The Continental Op gets hired by a blowhard businessman with a trigger temper and a legacy of shoddy merchandise sold to the US for World War I. Seems that someone has kidnapped his headstrong daughter, his only living relative, and demanded money to make amends for all the soldiers he let die in France...
Now, if you've read or seen at least two other stories involving kidnapping, you'll know how this story ends: the Op tracks down the kidnapper, who turns out to be the headstrong daughter who just wants to start life over away from dear old dad. It really doesn't matter what kidnapping stories you read; just about any story will give you the detective genre chops to identify the kidnapper.
I'm not entirely sure what this story would look like to the 1920s reading audience, for whom Hammett was an unfamiliar name. (This was his first story published under his own name.) Maybe it was a shock?
Still, even if the mystery (what happened?) isn't very mysterious, there's several pleasures here, such as they mystery of how: how will the Continental Op solve the crime? There's a lot of attention paid to the Continental Op's shoe-leather detection--shadowing the ransom-payer, asking around at various stores, recognizing the minor con-man helping the daughter's scheme.

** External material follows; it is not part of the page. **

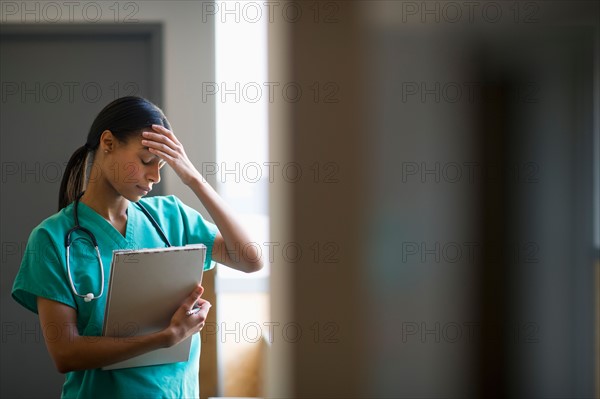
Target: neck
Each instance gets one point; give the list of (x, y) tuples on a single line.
[(106, 202)]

There's also the pleasure of the Op's ironic detachment as he observes all this. So his first view of the businessman's world:
Harvey Gatewood had issued orders that I was to be admitted as soon as I arrived, so it only took me a little less than fifteen minutes to thread my way past the doorkeepers, office boys, and secretaries who filled up most of the space between the Gatewood Lumber Corporation’s front door and the president’s private office.This looks like just a cute note about a man whose corporate life has taken over his personal life, but it turns out to be a clue that the Op uses to identify the kidnapper. We could also see this as one of Hammett's signature moves, filling up the world with lots of spear carriers and incidentals, any of whom might turn out to be important to the mystery. There's a lesson there for budding crime writers: you can bury clues in snark.